California Supreme Court Accepts Enya, Rejects Celine Dion For Background Music In Victim Impact Statements

A jury convicted Douglas Oliver Kelly of the first degree murder of Sara Weir under the special circumstances of robbery, rape, and with personal use of a deadly weapon.  During the penalty phase of Kelly's trial, after which he was sentenced to death, the court allowed the prosecution to play a 20-minute videotape with a montage of photographs of Sara Weir's life, narrated by her mother.  On appeal to the Supreme Court of California, Kelly claimed that the videotape was unfairly prejudicial. 

The Supreme Court of California noted that while most courts allow for the introduction of such statements, two courts had not permitted the admission of videotaped victim impact statements.  In United States v. Sampson, 335 F.Supp.2d 166, 191 (D. Mass. 2004), Judge Mark L. Wolf of the District Court for the District of Massachusetts found that it was proper to exclude a 27-minute videotaped victim impact statement with photographs of the victim because its probative value was substantially outweighed by the danger of unfair prejudice.  The court in Sampson found the videotape to be prejudicial because "[t]he pictures were set to evocative contemporary music, including that of the Beatles and James Taylor." Id.

In Salazar v.

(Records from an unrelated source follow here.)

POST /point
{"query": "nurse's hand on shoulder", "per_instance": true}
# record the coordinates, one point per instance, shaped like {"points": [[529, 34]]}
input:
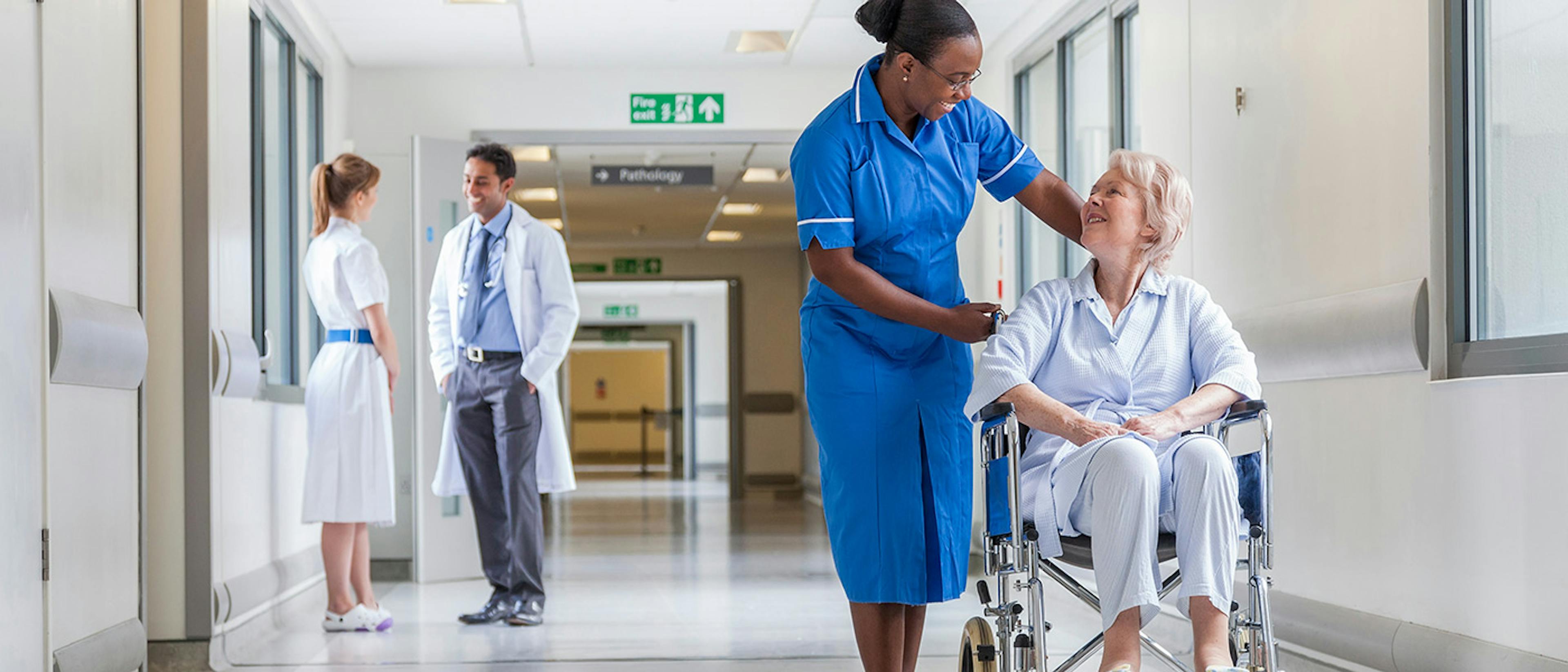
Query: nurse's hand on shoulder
{"points": [[970, 323]]}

State, 90 S.W.3d 330, 333 (Tex.Crim.App. 2002), the Texas Court of Criminal Appeals found that a trial judge improperly allowed jurors to see a 17-minute videotaped victim impact statement with photographs of the victim.  As in Sampson, the court found that the videotape was unfairly prejudicial because it was accompanied by "such selections as 'Storms in Africa,' and 'River' by Enya, and conclude[d] with Celine Dion singing, 'My Heart Will Go On,' from the movie Titanic." Id.

The Supreme Court of California then attempted to distinguish these videotapes from the videotape in the Kelly case.  The Court noted how the Sampson court characterized the Beatles and James Taylor music as "stirring" and indicated that the Supreme Court of California (1) had previously characterized the music in Salazar as "stirring," and (2) found that such music could go "beyond what the jury might experience by viewing still photographs of the victim or listening to the victim's bereaved parents."  The Court, however, found that there was no prejudicial error in the videotape in the Kelly case because the Enya music in it was "generally soft, not stirring," with most of the words unrecognizable. 

My conclusion from the Kelly cases is that judges seem pretty ill suited to be making these types of decisions.  First, we have Judge Wolf in 2004 referring to the music of the Beatles and James Taylor as "contemporary."  This was true when Judge Wolf was admitted to the bar in 1971, but but not so much in 2004 (Incidentally, my guesses for the songs played would be "In My Life" and "You've Got a Friend"). 

Then, we have the Supreme Court of California deeming Celine Dion's music as "stirring," while concluding that Enya's music is "soft."  My idea of "stirring" music would be something by The Clash, but I would have to imagine that those "stirred" by Celine Dion would be "stirred" by Enya.  Amazon has referred to Enya's music as soul-stirring, and the All Music Guide, among others, also characterizes her music as stirring.  Heck, Peter Jackson even tapped her to write and perform songs to stir the emotions of viewers for The Lord of the Rings. 

Perhaps judges should appoint experts under Rule 706  (maybe  musicologists or music critics) to help them make these decisions.  What sounds even better to me is an outright ban on background music in victim impact statements.